Around 50% of job applicants based in Dubai and Abu Dhabi who responded to our survey say their productivity stayed the same while working remotely, and more than 44% in Dubai even think their productivity increased. In Abu Dhabi almost 38% think their productivity increased and in the other emirates almost 32%.
Remote working also didn't lead to less motivation, on the contrary, more than 38% in Dubai even felt more motivated. In Abu Dhabi, more than 38% of the respondents felt more motivated and in other emirates, that percentage was as high as 42%.
Employees are equally positive about their job satisfaction: between 42 and 62 percent in the UAE were just as satisfied with their work as they were before the lockdown, and many of them were even more satisfied (40% in Dubai, 13.5% in Abu Dhabi and 42% in the other emirates).
The lockdown resulted in one of the biggest flexible work experiments in history, and according to our survey respondents, the remote work experience was more than successful.
The world of flexible work is calling. If it's up to the employees and job seekers in the UAE, remote working would become the new normal. More than 60% of the workforce would like to have the possibility to work remotely full time. In Abu Dhabi, that percentage is a high 70%, but also in Dubai (63%) and the other emirates (60%) where a vast majority of people would like to have the choice to work full time from home.
Having said that, even if they had the choice, many employees would still come to the office for the most part of the working week.

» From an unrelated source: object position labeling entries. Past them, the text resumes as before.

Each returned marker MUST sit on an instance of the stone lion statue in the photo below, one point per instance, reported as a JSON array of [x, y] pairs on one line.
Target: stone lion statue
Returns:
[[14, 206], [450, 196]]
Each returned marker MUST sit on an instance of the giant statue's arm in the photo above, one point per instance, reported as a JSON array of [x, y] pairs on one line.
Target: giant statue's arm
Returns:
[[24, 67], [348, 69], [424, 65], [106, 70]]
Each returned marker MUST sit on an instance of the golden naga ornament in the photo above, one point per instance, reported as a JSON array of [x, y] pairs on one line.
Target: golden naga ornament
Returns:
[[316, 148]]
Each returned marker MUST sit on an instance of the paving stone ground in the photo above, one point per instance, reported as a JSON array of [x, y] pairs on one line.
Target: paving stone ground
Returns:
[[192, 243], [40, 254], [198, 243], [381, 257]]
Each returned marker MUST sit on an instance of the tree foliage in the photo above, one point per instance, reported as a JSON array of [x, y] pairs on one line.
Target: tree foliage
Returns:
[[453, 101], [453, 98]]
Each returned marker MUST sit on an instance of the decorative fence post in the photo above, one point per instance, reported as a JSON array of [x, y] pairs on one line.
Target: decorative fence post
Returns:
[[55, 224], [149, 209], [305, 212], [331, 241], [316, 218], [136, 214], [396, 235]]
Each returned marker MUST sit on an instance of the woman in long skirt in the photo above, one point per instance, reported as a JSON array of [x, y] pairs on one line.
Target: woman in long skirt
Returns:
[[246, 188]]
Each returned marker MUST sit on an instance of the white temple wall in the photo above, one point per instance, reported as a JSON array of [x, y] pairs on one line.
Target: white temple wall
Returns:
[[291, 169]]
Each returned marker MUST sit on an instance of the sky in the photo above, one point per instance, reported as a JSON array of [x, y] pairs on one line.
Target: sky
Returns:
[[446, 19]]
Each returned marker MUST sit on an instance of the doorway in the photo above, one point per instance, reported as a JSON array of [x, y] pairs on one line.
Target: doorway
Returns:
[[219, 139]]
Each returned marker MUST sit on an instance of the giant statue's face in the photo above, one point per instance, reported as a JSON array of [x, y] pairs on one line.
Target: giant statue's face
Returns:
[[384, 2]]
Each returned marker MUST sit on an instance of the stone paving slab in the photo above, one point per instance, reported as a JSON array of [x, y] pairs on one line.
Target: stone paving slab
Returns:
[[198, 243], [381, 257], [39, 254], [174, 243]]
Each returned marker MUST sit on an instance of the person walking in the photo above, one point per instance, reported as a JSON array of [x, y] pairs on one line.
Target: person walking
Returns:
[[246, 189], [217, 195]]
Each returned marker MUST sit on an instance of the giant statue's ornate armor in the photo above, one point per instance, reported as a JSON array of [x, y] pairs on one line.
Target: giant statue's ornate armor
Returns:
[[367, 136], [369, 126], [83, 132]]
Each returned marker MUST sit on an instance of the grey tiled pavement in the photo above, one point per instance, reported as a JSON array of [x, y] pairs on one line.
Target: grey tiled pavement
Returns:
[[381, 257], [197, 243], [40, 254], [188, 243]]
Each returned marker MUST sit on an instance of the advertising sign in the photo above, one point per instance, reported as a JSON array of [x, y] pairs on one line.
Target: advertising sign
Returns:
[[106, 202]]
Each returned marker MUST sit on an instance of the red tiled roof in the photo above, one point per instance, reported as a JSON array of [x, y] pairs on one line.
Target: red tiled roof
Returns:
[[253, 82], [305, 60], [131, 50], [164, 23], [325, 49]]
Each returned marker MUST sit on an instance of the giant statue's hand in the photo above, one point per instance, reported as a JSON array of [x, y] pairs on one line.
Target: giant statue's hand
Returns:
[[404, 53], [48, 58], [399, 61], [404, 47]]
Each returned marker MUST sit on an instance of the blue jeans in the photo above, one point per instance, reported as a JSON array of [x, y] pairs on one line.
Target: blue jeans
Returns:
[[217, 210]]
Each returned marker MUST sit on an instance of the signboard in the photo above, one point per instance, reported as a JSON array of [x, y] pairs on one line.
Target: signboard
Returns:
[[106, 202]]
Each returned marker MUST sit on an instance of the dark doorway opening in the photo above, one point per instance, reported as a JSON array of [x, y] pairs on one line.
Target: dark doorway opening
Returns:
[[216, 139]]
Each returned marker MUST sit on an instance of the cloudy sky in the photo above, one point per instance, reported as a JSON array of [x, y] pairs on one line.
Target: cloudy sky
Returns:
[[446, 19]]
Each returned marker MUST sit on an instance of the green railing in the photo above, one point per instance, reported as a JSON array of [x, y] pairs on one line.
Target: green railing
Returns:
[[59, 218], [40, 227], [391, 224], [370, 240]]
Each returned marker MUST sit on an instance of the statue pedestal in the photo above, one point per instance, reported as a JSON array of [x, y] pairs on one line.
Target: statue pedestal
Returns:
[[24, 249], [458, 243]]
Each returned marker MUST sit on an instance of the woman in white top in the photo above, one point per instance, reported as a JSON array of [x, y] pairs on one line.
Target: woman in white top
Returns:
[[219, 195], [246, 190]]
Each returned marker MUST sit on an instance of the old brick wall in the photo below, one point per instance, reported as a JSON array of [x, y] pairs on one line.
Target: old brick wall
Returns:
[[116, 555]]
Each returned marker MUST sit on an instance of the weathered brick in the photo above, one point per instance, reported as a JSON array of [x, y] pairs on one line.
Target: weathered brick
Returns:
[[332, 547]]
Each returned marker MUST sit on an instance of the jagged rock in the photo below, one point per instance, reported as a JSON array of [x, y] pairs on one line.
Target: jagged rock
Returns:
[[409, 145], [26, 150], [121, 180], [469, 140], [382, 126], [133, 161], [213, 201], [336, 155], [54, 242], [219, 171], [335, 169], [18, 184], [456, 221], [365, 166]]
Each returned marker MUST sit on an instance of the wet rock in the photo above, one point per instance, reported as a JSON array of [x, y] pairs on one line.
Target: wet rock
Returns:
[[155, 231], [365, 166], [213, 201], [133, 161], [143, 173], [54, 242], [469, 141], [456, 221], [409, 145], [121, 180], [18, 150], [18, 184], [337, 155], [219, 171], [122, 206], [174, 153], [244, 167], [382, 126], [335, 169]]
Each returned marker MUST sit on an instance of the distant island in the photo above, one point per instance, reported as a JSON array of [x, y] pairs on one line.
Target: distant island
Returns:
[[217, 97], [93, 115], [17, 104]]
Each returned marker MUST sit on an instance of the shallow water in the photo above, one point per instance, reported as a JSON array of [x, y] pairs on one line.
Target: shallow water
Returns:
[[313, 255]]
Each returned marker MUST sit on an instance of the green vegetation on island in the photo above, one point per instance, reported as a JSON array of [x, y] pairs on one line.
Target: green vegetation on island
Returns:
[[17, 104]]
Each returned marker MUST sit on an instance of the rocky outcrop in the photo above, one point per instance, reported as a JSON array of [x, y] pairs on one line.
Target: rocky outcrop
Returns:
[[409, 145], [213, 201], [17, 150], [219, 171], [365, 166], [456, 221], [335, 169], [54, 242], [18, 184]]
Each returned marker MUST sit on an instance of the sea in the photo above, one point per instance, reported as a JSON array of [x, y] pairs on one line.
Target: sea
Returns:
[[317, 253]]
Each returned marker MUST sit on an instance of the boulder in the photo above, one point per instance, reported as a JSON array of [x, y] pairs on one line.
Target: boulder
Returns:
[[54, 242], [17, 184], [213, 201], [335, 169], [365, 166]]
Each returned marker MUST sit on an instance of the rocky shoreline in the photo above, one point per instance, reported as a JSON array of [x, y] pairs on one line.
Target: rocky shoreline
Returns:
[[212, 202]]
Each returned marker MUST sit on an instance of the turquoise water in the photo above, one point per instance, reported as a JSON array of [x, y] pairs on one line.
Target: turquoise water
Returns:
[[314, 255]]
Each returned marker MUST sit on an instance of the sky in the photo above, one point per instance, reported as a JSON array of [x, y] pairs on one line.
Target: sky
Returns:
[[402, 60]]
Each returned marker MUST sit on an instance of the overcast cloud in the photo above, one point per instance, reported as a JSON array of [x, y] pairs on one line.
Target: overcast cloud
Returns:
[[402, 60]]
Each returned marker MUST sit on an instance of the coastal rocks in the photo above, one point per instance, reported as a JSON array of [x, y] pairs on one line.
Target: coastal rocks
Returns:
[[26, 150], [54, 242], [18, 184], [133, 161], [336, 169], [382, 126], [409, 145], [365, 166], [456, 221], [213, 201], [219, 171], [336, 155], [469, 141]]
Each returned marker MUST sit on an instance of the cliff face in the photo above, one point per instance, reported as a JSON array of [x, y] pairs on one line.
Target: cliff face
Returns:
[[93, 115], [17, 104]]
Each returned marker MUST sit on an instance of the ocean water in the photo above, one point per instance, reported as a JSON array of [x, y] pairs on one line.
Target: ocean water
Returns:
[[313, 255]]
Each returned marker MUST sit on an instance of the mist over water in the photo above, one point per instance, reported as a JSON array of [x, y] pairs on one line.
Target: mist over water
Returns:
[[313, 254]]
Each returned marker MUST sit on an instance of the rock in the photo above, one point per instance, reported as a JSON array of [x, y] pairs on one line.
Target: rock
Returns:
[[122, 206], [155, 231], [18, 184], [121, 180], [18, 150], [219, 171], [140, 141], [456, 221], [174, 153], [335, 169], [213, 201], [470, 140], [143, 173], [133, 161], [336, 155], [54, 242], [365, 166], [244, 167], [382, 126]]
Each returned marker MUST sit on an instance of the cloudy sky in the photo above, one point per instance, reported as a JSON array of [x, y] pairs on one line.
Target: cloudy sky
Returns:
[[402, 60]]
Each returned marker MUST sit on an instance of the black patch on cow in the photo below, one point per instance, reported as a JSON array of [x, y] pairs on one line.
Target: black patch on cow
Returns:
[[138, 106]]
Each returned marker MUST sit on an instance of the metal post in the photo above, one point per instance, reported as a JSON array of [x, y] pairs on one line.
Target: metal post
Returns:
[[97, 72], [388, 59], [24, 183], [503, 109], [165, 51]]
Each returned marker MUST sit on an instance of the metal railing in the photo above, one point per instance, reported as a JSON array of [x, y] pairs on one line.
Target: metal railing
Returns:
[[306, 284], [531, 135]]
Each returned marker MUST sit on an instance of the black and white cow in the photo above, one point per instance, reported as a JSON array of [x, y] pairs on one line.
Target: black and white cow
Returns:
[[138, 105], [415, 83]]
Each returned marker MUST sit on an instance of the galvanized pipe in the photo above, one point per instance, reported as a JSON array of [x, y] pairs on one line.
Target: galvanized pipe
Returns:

In Dubai, 22 percent would choose to work remotely for 4 days or more, in Abu Dhabi 50% and in the other emirates 20%.
Employees and job seekers expect that companies will be more open to remote working policies than they were before the COVID crisis. In Dubai almost 73% expects this to be one of the positive outcomes of the crisis, in Abu Dhabi 68% and in the other emirates 74%.
The question is if companies will listen to their employees and grant their wish to work from home more than they used to before the crisis. Because remote working was not all that common before, COVID forced companies to implement flexible work policies.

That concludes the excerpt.